This repo contains all scripts for testing models in PhyloClustering.jl. All scripts in Python and Julia are writing in Jupyter notebook.
We use random-sample-tree.ipynb to randomly choose the tree structures for 8-taxon and 16-taxon trees. The scripts 4-taxa-tree-simulate.ipynb, 8-16-trees-simulate.ipynb, and nni-move-check.ipynb contain all codes used to generate simulated phylogenetic trees and embed them into Eucliean space. We set seeds for simulations so it can generate consistent trees. The paths in scripts are working on certain file structures so you may need to set the path by youself.
The scripts all-taxa-check.ipynb, hierarchical-clustering.ipynb, and nni-move-check.ipynb contain all codes used to produce the accuracy of clustering results. You also need to set the paths by your self.

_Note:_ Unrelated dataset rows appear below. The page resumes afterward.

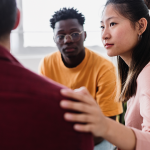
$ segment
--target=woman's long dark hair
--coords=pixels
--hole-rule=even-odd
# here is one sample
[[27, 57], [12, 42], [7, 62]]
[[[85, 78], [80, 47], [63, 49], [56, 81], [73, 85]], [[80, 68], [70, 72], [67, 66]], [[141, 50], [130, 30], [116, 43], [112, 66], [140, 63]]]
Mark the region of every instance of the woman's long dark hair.
[[[149, 1], [149, 0], [147, 0]], [[119, 101], [127, 101], [136, 94], [137, 77], [142, 69], [150, 62], [150, 16], [144, 0], [107, 0], [106, 6], [112, 4], [113, 7], [124, 17], [128, 18], [132, 25], [141, 19], [147, 20], [147, 28], [142, 34], [138, 45], [132, 52], [130, 67], [124, 60], [118, 58], [118, 73], [121, 83], [121, 95]]]

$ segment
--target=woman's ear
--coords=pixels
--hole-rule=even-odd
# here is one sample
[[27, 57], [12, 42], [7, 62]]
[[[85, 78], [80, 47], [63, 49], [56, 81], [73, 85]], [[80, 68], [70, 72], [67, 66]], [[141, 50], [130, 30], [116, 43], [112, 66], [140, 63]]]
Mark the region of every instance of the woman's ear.
[[145, 18], [141, 18], [138, 21], [138, 34], [142, 35], [147, 28], [147, 20]]
[[17, 18], [13, 30], [15, 30], [18, 27], [19, 22], [20, 22], [20, 10], [17, 8]]

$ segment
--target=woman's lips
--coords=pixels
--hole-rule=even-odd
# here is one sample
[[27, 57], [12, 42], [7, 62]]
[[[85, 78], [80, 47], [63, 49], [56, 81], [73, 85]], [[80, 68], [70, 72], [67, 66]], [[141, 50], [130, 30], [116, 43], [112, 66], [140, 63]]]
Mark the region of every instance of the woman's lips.
[[105, 44], [105, 48], [110, 48], [112, 47], [114, 44]]
[[74, 52], [75, 51], [75, 48], [66, 48], [65, 49], [65, 52]]

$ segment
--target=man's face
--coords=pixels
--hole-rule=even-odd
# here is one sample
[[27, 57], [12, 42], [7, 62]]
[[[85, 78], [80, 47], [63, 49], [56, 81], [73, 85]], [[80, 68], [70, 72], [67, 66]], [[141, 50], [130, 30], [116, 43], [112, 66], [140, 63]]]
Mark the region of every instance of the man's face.
[[[79, 24], [77, 19], [61, 20], [55, 24], [54, 39], [58, 35], [70, 35], [74, 32], [80, 33], [81, 31], [83, 31], [83, 27]], [[69, 36], [66, 36], [63, 42], [56, 40], [55, 42], [63, 58], [72, 58], [78, 56], [81, 51], [84, 51], [83, 42], [85, 38], [86, 33], [83, 31], [78, 41], [72, 41]]]

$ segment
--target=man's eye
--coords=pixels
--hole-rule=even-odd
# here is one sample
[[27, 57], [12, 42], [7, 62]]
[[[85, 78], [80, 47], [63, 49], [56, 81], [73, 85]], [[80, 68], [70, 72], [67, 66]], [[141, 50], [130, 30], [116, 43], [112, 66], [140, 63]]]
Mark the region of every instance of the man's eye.
[[78, 36], [79, 36], [79, 33], [72, 33], [71, 36], [72, 36], [72, 37], [78, 37]]
[[57, 38], [62, 40], [62, 39], [64, 39], [64, 35], [57, 35]]
[[114, 25], [116, 25], [116, 23], [114, 23], [114, 22], [110, 23], [110, 26], [114, 26]]

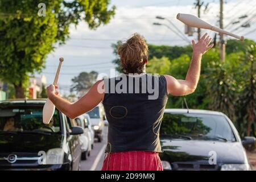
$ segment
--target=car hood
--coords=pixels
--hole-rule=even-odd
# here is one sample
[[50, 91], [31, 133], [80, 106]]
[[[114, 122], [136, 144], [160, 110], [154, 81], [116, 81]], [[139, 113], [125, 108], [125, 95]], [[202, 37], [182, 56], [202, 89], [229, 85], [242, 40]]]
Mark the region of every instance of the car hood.
[[92, 123], [92, 126], [100, 125], [100, 121], [101, 121], [101, 120], [100, 118], [91, 118], [90, 119], [90, 122]]
[[63, 137], [60, 134], [1, 134], [0, 152], [46, 152], [49, 149], [60, 147]]
[[218, 165], [243, 164], [246, 162], [245, 152], [240, 142], [201, 140], [164, 139], [161, 140], [163, 153], [162, 160], [170, 163], [183, 162], [209, 164], [213, 154]]

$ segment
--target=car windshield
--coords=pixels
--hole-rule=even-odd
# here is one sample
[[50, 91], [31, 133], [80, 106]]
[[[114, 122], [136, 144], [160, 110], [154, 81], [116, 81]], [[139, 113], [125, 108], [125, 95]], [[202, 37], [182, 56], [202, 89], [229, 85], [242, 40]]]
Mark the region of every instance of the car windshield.
[[164, 113], [160, 136], [190, 136], [191, 139], [236, 141], [234, 133], [222, 115]]
[[43, 123], [43, 107], [0, 106], [0, 133], [61, 133], [59, 113], [55, 110], [49, 125]]
[[91, 111], [87, 113], [91, 118], [100, 118], [100, 112], [98, 107], [96, 107]]

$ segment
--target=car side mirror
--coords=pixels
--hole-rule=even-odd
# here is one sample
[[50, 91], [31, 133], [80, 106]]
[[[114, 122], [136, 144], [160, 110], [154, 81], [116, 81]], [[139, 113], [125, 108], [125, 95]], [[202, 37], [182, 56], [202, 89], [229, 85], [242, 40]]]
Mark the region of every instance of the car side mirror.
[[84, 133], [84, 130], [82, 127], [80, 126], [74, 126], [72, 127], [71, 130], [71, 132], [70, 133], [71, 135], [80, 135]]
[[254, 136], [245, 136], [243, 139], [242, 140], [242, 144], [244, 147], [249, 145], [254, 145], [255, 140], [256, 139]]

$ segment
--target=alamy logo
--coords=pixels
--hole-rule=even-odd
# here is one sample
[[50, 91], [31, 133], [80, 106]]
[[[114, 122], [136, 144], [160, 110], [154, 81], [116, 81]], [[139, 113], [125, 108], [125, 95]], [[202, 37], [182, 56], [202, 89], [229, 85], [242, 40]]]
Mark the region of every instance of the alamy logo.
[[98, 85], [98, 91], [100, 93], [148, 93], [148, 100], [156, 100], [159, 94], [159, 76], [158, 74], [121, 74], [105, 79]]

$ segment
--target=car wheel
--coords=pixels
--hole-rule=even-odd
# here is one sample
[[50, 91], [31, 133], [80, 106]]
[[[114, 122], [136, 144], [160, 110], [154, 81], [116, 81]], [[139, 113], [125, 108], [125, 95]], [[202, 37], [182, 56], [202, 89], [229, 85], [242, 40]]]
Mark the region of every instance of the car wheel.
[[87, 151], [85, 151], [82, 152], [82, 155], [81, 156], [81, 158], [82, 160], [87, 159]]

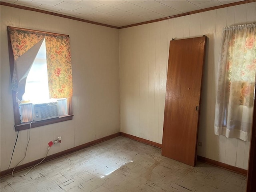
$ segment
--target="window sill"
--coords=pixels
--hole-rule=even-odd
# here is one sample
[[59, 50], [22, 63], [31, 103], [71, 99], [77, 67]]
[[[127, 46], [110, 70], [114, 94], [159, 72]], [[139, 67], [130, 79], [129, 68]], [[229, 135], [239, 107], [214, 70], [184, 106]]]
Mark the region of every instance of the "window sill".
[[[62, 122], [62, 121], [68, 121], [73, 119], [73, 116], [74, 115], [68, 115], [65, 116], [61, 116], [58, 118], [54, 118], [53, 119], [47, 119], [46, 120], [43, 120], [42, 121], [33, 122], [31, 124], [31, 128], [40, 127], [44, 125], [49, 125], [54, 123], [58, 123], [59, 122]], [[30, 122], [28, 123], [24, 123], [20, 124], [19, 125], [15, 125], [15, 131], [21, 131], [22, 130], [25, 130], [25, 129], [29, 129], [30, 126]]]

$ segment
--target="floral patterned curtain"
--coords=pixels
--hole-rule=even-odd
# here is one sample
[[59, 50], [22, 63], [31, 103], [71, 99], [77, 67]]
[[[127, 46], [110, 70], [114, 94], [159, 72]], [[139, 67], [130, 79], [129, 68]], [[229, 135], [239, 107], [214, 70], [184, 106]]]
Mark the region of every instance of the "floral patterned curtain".
[[72, 85], [69, 38], [48, 35], [46, 44], [50, 97], [70, 97]]
[[[29, 50], [30, 50], [33, 47], [43, 39], [44, 36], [40, 33], [28, 32], [21, 29], [16, 29], [12, 28], [9, 28], [9, 33], [14, 60], [14, 67], [12, 80], [12, 90], [18, 93], [19, 84], [20, 84], [21, 82], [24, 81], [25, 82], [23, 84], [26, 83], [26, 78], [28, 73], [27, 71], [29, 71], [37, 52], [36, 50], [35, 50], [33, 52], [33, 53], [30, 54], [30, 56], [28, 57], [28, 58], [26, 59], [27, 60], [26, 67], [23, 68], [23, 69], [24, 68], [26, 68], [26, 69], [22, 72], [16, 72], [17, 68], [19, 67], [18, 64], [20, 63], [19, 60], [22, 60], [20, 58], [20, 57], [22, 55], [24, 56], [24, 54], [27, 52]], [[33, 55], [33, 56], [32, 55]], [[30, 60], [29, 62], [28, 60]], [[22, 92], [21, 94], [23, 94], [25, 90], [24, 86], [24, 88], [19, 89], [20, 90], [18, 90], [19, 94], [20, 93], [20, 92]], [[23, 90], [23, 89], [24, 90]], [[21, 97], [22, 97], [22, 96]], [[21, 99], [20, 98], [20, 99]]]
[[215, 133], [249, 141], [256, 71], [256, 24], [224, 28], [218, 62]]
[[[14, 60], [12, 89], [16, 92], [17, 98], [21, 100], [24, 93], [26, 77], [40, 46], [38, 43], [42, 43], [41, 40], [44, 38], [50, 98], [72, 96], [69, 37], [11, 27], [8, 27], [8, 30]], [[28, 51], [33, 49], [32, 52]], [[19, 62], [19, 60], [22, 61]], [[26, 62], [29, 60], [29, 62]]]

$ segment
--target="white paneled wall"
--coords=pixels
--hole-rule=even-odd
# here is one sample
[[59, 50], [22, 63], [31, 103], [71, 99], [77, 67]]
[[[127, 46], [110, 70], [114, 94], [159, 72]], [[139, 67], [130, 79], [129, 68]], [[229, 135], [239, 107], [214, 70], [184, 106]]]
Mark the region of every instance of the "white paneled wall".
[[[21, 164], [45, 155], [50, 140], [61, 136], [49, 155], [120, 131], [119, 30], [1, 6], [1, 170], [9, 165], [15, 132], [7, 26], [69, 35], [73, 73], [73, 120], [33, 128]], [[10, 167], [23, 157], [28, 130], [20, 132]]]
[[214, 118], [222, 29], [256, 16], [254, 2], [120, 30], [121, 131], [162, 143], [170, 41], [205, 35], [197, 153], [247, 169], [250, 142], [215, 135]]

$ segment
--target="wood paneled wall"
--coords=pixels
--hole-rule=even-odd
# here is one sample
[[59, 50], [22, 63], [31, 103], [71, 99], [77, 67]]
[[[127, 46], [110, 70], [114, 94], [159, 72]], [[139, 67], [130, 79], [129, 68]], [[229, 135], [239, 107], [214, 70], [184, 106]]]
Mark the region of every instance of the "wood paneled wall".
[[121, 29], [121, 131], [162, 143], [169, 42], [205, 35], [197, 154], [247, 169], [250, 142], [215, 135], [214, 119], [222, 29], [255, 22], [256, 17], [254, 2]]

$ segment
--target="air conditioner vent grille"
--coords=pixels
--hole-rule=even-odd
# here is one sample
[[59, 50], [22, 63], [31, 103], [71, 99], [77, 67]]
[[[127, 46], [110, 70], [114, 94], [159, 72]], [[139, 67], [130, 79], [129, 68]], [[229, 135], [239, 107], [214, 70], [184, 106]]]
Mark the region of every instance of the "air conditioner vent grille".
[[50, 105], [40, 108], [41, 119], [42, 120], [50, 117], [58, 116], [58, 105]]
[[58, 117], [58, 102], [34, 104], [34, 120], [35, 121]]

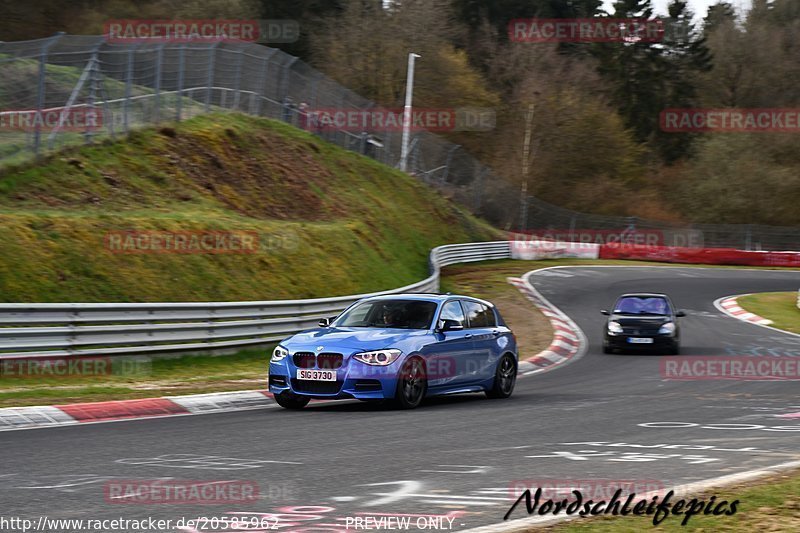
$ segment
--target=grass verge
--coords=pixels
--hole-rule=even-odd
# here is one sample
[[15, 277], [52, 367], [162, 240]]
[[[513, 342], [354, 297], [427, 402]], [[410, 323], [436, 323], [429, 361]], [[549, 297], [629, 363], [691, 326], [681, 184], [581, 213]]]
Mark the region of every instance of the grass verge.
[[743, 309], [772, 320], [772, 327], [800, 333], [796, 292], [760, 292], [742, 296], [738, 301]]

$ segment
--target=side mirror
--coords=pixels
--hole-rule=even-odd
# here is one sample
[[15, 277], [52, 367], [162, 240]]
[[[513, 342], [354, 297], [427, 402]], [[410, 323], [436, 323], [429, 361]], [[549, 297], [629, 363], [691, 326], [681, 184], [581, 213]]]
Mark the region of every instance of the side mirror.
[[464, 326], [462, 326], [461, 324], [459, 324], [455, 320], [450, 320], [450, 319], [447, 319], [447, 318], [443, 318], [443, 319], [439, 320], [439, 324], [438, 324], [438, 327], [436, 329], [438, 331], [441, 331], [442, 333], [444, 333], [445, 331], [458, 331], [458, 330], [464, 329]]

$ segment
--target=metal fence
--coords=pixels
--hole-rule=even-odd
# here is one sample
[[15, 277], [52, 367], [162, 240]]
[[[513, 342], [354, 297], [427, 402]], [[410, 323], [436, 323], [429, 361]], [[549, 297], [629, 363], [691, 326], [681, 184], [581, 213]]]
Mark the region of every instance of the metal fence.
[[[257, 44], [113, 44], [102, 36], [77, 35], [0, 43], [0, 122], [7, 123], [20, 110], [55, 117], [50, 123], [0, 128], [0, 165], [212, 111], [238, 111], [309, 128], [313, 121], [303, 111], [303, 104], [310, 109], [378, 108], [298, 58]], [[76, 127], [78, 120], [72, 118], [87, 110], [102, 117], [101, 123], [93, 128]], [[400, 160], [402, 134], [398, 131], [367, 134], [326, 128], [316, 133], [389, 166]], [[528, 199], [525, 209], [519, 191], [508, 181], [459, 145], [426, 131], [417, 131], [411, 138], [408, 169], [507, 229], [636, 227], [682, 235], [672, 240], [690, 246], [800, 249], [800, 228], [671, 226], [576, 213], [535, 198]], [[520, 216], [521, 212], [526, 216]]]
[[455, 263], [507, 259], [506, 241], [448, 244], [431, 251], [431, 275], [383, 292], [262, 302], [0, 304], [0, 359], [128, 355], [230, 349], [279, 341], [316, 327], [367, 296], [436, 292]]

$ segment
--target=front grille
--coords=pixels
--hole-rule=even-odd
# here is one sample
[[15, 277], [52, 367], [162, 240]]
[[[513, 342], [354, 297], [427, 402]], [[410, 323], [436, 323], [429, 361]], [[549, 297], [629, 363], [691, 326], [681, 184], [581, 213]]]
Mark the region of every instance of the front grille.
[[285, 387], [286, 386], [286, 376], [269, 376], [269, 384], [274, 385], [276, 387]]
[[342, 366], [344, 356], [340, 353], [321, 353], [317, 356], [317, 367], [323, 370], [336, 370]]
[[342, 382], [292, 379], [292, 388], [297, 392], [305, 392], [306, 394], [336, 394], [341, 390]]
[[317, 356], [313, 352], [296, 352], [292, 356], [292, 361], [297, 368], [314, 368], [317, 364]]
[[377, 379], [359, 379], [355, 382], [353, 388], [360, 392], [383, 390], [381, 382]]

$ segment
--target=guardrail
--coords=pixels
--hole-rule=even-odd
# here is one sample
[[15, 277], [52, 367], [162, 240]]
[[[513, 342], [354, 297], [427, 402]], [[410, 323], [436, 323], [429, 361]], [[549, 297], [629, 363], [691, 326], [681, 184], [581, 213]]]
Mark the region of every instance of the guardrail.
[[195, 352], [264, 344], [316, 327], [368, 296], [436, 292], [440, 269], [507, 259], [507, 241], [448, 244], [430, 254], [431, 275], [387, 291], [254, 302], [0, 303], [0, 359]]

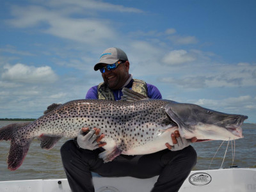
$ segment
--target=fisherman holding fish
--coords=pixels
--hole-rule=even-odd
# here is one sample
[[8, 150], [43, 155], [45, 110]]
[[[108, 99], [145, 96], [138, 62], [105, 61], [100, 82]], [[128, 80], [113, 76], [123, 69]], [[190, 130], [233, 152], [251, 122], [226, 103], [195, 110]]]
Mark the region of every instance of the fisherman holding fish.
[[[94, 70], [100, 71], [104, 82], [92, 87], [86, 99], [119, 100], [123, 95], [124, 87], [150, 99], [162, 99], [156, 86], [132, 78], [129, 73], [127, 56], [120, 49], [111, 47], [105, 50]], [[121, 154], [104, 163], [99, 157], [104, 150], [101, 147], [106, 145], [100, 141], [104, 135], [100, 134], [99, 129], [94, 128], [88, 132], [88, 129], [83, 128], [76, 139], [67, 141], [61, 148], [64, 169], [73, 192], [95, 191], [92, 172], [102, 177], [130, 176], [140, 179], [159, 175], [151, 191], [178, 191], [196, 161], [196, 153], [189, 145], [196, 138], [186, 140], [180, 138], [176, 131], [170, 136], [174, 145], [166, 143], [165, 150], [146, 155]]]

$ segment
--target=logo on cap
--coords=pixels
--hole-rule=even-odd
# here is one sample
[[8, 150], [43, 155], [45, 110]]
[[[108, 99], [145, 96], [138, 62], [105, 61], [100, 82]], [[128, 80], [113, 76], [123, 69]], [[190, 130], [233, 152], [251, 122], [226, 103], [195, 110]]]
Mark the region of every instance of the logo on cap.
[[102, 56], [104, 56], [104, 55], [111, 55], [112, 54], [112, 53], [111, 53], [111, 52], [106, 52], [106, 53], [104, 53], [104, 54], [102, 54], [100, 56], [100, 58], [101, 58]]

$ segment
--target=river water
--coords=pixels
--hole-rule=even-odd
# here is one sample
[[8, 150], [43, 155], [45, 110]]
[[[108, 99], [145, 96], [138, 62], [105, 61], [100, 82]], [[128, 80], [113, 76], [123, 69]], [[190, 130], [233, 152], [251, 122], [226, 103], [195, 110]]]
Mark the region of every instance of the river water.
[[[17, 122], [0, 121], [0, 127]], [[222, 168], [231, 165], [239, 168], [256, 168], [256, 127], [243, 126], [244, 138], [236, 140], [235, 158], [232, 163], [232, 148], [234, 144], [229, 143], [226, 157]], [[34, 140], [22, 166], [15, 171], [7, 169], [6, 159], [10, 148], [10, 141], [0, 142], [0, 180], [47, 179], [66, 178], [60, 148], [67, 139], [61, 139], [50, 150], [42, 149], [37, 140]], [[211, 141], [192, 144], [198, 154], [197, 163], [194, 170], [208, 170], [214, 154], [222, 141]], [[221, 168], [228, 141], [225, 141], [211, 164], [210, 169]]]

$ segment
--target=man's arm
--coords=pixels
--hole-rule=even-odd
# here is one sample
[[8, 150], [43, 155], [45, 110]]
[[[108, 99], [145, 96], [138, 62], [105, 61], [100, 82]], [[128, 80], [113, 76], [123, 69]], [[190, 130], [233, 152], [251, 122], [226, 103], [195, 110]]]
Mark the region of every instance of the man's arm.
[[148, 88], [148, 97], [150, 99], [162, 99], [162, 95], [156, 86], [147, 83]]
[[98, 86], [94, 86], [91, 87], [87, 92], [85, 99], [98, 99], [98, 93], [97, 93]]

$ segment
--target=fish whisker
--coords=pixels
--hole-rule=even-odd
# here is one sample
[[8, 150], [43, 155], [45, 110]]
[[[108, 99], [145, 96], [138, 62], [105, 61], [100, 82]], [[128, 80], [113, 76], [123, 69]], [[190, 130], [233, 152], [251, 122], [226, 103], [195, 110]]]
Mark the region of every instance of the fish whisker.
[[222, 169], [222, 166], [223, 165], [223, 163], [224, 163], [224, 160], [225, 158], [226, 157], [226, 154], [227, 154], [227, 150], [228, 150], [228, 144], [229, 144], [229, 141], [230, 141], [230, 140], [228, 140], [228, 145], [227, 145], [227, 148], [226, 148], [226, 151], [225, 152], [225, 154], [224, 154], [224, 157], [223, 157], [223, 160], [222, 161], [222, 163], [221, 163], [221, 166], [220, 166], [220, 169]]
[[219, 124], [219, 123], [221, 123], [221, 122], [224, 122], [225, 121], [228, 121], [228, 120], [231, 120], [231, 119], [235, 119], [235, 118], [236, 118], [236, 117], [232, 117], [232, 118], [228, 118], [228, 119], [224, 120], [223, 121], [220, 121], [220, 122], [216, 122], [215, 124], [213, 124], [213, 125], [215, 125], [215, 124]]
[[217, 149], [217, 151], [215, 152], [214, 155], [213, 156], [212, 159], [212, 160], [211, 161], [210, 164], [209, 165], [208, 170], [210, 169], [211, 165], [212, 164], [212, 161], [213, 161], [213, 159], [214, 159], [215, 156], [217, 154], [218, 152], [219, 151], [220, 148], [221, 147], [222, 144], [223, 144], [224, 141], [222, 141], [221, 144], [220, 144], [219, 148]]

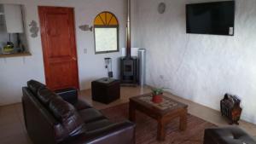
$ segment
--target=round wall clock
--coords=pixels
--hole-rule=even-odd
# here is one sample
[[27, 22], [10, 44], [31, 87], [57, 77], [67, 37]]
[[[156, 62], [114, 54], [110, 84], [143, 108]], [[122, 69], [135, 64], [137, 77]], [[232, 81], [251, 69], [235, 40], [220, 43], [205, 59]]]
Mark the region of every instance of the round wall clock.
[[166, 5], [165, 3], [160, 3], [158, 5], [158, 12], [159, 14], [164, 14], [166, 12]]

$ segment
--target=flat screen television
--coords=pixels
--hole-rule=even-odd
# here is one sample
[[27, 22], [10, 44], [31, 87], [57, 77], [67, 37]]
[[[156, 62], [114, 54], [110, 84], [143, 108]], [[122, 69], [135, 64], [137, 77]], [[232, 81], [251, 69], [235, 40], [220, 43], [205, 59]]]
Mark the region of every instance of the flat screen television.
[[187, 33], [234, 36], [235, 1], [186, 4]]

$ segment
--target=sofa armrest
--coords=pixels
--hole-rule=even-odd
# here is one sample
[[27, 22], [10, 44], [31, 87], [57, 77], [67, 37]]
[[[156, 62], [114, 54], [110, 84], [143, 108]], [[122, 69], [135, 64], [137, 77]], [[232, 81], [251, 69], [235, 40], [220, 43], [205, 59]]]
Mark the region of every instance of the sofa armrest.
[[73, 136], [61, 144], [134, 144], [135, 124], [125, 121]]
[[60, 95], [66, 101], [73, 104], [78, 101], [78, 89], [74, 88], [67, 88], [55, 90], [58, 95]]

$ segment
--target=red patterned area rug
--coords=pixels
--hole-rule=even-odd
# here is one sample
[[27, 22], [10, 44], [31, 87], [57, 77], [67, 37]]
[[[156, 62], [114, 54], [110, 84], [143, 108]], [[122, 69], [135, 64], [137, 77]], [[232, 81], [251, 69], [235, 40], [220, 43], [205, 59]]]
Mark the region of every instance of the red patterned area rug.
[[[128, 118], [128, 103], [101, 110], [113, 122]], [[166, 126], [166, 141], [156, 140], [157, 123], [147, 115], [136, 112], [136, 143], [137, 144], [202, 144], [206, 128], [216, 127], [193, 115], [188, 114], [188, 127], [185, 131], [178, 130], [178, 118]]]

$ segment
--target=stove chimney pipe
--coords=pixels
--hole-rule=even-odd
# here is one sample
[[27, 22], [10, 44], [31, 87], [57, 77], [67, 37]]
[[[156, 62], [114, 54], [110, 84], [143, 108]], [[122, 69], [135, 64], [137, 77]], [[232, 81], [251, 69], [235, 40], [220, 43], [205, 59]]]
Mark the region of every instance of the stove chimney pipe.
[[131, 0], [128, 1], [127, 7], [127, 26], [126, 26], [126, 56], [131, 57]]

The scripts hc-nni-heatmap.ipynb and plot-heatmap.ipynb contain codes to plot the accuracy heatmap. You also need to set the paths by your self.
baobabs-test.ipynb contains the code to cluster trees in Baobabs dataset. We also use reroot-tree.R to reroot the trees before use Densitree to visualize them.
NNI-tree-templates.trees: 8-taxon and 16-taxon tree templates we used to simulate trees in NNI tests.
16-taxa.trees: 8-taxon and 16-taxon tree templates we used to simulate trees in all other tests.
4-taxa-tree-simulate.ipynb: Simulate 4-taxon trees and 4-taxon network in bipartition format. Writes simulated trees into csv files.
8-16-trees-simulate.ipynb: Simulate 8-taxon and 16-taxon trees in bipartition format. Writes simulated trees into csv or jld files.
all-taxa-check.ipynb: Test repeating K-means and GMM on trees with all taxon number. Writes the clustering results into csv files.
baobabs-test.ipynb: Test K-means and hierarchical clustering on Baobabs dataset.
bipartition-embedding-julia.ipynb: Transform trees from Newick format to bipartition format. Writes trees into csv files.
bipartition-to-tree.ipynb: Calculate the mean tree of the cluster. Transforms 4-taxon trees in bipartition fromat to unrooted trees.
clustering-julia.ipynb: Check if models work in Julia. Implements k-means, GMM, and DBSCAN.
dog-data-test.ipynb(Deprecated): Test K-means on Canis dataset.
hierarchical-clustering.ipynb: Implement and tests hierarchical clustering.
imbalance-and-comparison.ipynb:Test split-weight embedding on imbalanced dataset, compare it with RF distance in terms of running time, memory cost, and accuracy.
nni-move-check.ipynb: Test K-means and hierarchical clustering on trees with 0-5 NNIs.
number-to-name.ipynb(Deprecated): Change names of taxa from numbers to Canis species.
random-sample-tree.ipynb: Randomly choose 15 8-taxon trees and 15 16 taxon trees.
tree-investigation.ipynb: Investigate the visualization of the 16-taxon trees to determine if they are indeed separate clusters.
bipartition-embedding.ipynb: Transform trees from Newick format into bipartition format using the same algorithm in bipartition-embedding-julia.ipynb. Also check the performance of the algorithm.
clustering-visualize.ipynb*: Test models (K-mean, GMM, and spectral clustering) and dimensionality reduction algorithms (PCA and t-SNE) for visulazation.
clutering-check-python.ipynb: Check performance of models (K-mean, GMM, and spectral clustering)
data-clean.ipynb(Deprecated): Change names of taxa from Canis species to numbers.
final-figure.ipynb: Plot all the figures in the paper.
hc-nni-heatmap.ipynb: Visualize the results of hierarchical clustering and NNI tests.
plot-heatmap.ipynb: Visualize the results of K-means and GMM.
print-bipartition.ipynb: Transform trees from Newick format to bipartition format. Writes trees into csv files.
reroot-tree.R: Reroot trees from Canis and Baobabs datasets.